Para um simples passageiro não parece muito, mas acumulados podem ter um grande impacto. Apenas pelo corredor do Atlântico Norte, voam mais de 2.500 aviões por dia em um mês de agosto, segundo dados do centro de controle de tráfego aéreo NATS. Se esses números forem mantidos, a partir de 2050 isso resultará em milhares de horas de voo a mais, o que significa mais combustível para queimar. De acordo com a Aviação Civil, por quilograma de combustível são gerados 3,16 kg de CO2, o que significa que, no futuro, os voos, além de mais longos, serão mais poluentes.
Um relatório da Organização da Aviação Civil Internacional publicado em agosto detalhava vários dos impactos que a mudança climática pode ter sobre os voos. Além de afetar a duração dos mesmos, otimizar o design e desempenho dos motores ou exigir uma maior elasticidade nas programação das rotas, o aquecimento irá interferir no transcorrer dos trajetos em dois momentos particularmente estressantes para muitos viajantes: o da decolagem e das turbulências no voo.
Embora as turbulências sejam comuns em voos, raramente sua intensidade requer um pouso de emergência.

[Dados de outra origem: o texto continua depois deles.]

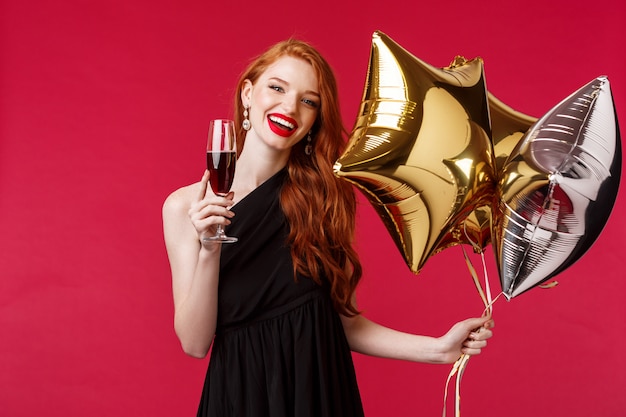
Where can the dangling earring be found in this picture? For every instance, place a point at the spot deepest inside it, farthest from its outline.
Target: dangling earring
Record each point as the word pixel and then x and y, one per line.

A companhia aérea espanhola Iberia, por exemplo, apenas tem registrados um voo proveniente de Milão e outro do Brasil, mas ambos ocorreram há vários anos. No entanto, em meados deste ano, um voo da United Airlines vindo de Houston (EUA) e com destino a Londres teve que pousar em um aeroporto na Irlanda devido à turbulência. Doze pessoas, incluindo passageiros e tripulantes, ficaram feridas.
“As turbulências de céu claro são causadas por instabilidades no jet stream. Na verdade, há três vezes mais turbulências nestas correntes de ar que em outras partes da atmosfera”, lembra Williams. Junto ao seu colega da Universidade de East Anglia, Manoj Joshi, o cientista britânico realizou, em 2013, um dos poucos estudos sobre a relação entre as alterações climáticas e as turbulências de céu claro, as menos previsíveis. Estimaram então que, especialmente nos meses de inverno [no hemisfério norte], os episódios de turbulência poderiam aumentar em até 40%, enquanto a intensidade poderia subir cerca de 170%. “À medida que a mudança climática acelera a corrente de ar, as instabilidades serão mais frequentes e mais fortes”, acrescenta Williams.

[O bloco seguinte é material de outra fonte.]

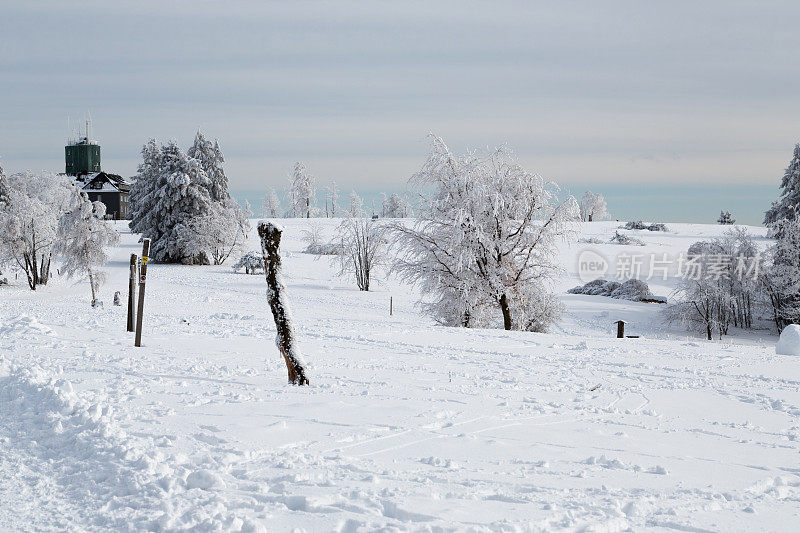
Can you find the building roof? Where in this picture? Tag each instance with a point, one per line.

No verão do hemisfério norte, o problema será outro. Com o calor, o ar torna-se menos denso, o que dificulta a capacidade das asas de sustentar o avião na decolagem. Por isso, em julho e agosto, em aeroportos tais como o de Barajas, em Madri, os voos mais pesados estão programadas para as horas mais frescas do dia e decolam na pista mais longa. Às vezes isso não é suficiente, e é preciso diminuir o peso do avião soltando lastro, seja reduzindo a quantidade de combustível, de carga ou até mesmo de passageiros. O problema também é bem conhecido em aeroportos como os de Quito (Equador) e Cidade do México, a mais de 2.000 metros de altitude, ou o de La Paz (Bolívia), a 4.061 metros de altitude.
Em condições de altitude ou muito calor, os aviões precisam diminuir o peso para decolar
“A altitude do aeroporto tem o mesmo efeito que o aumento das temperaturas, porque, em altitudes mais elevadas, a densidade do ar é menor, por isso os aviões têm de ir mais rápido para decolar. É fazer isso ou reduzir o peso”, diz o pesquisador da Universidade Columbia (EUA), Ethan Coffel. Com os colegas da NASA, Coffel estudou como o aquecimento global afetaria as restrições de peso das aeronaves.
Os pesquisadores usaram para seus cálculos as especificações de um Boeing 737 da série 800, um avião de curto e médio alcance. Usaram como modelo quatro aeroportos dos Estados Unidos: um muito quente no verão (Phoenix), outro elevado (Denver, a 1.600 metros acima do nível do mar) e dois com pistas relativamente curtas (o Aeroporto Reagan, em Washington, e o LaGuardia, em Nova York). À medida que o século avance, os quatro aeroportos terão de aumentar as restrições de peso na decolagem e muitos voos deverão deixar passageiros em terra.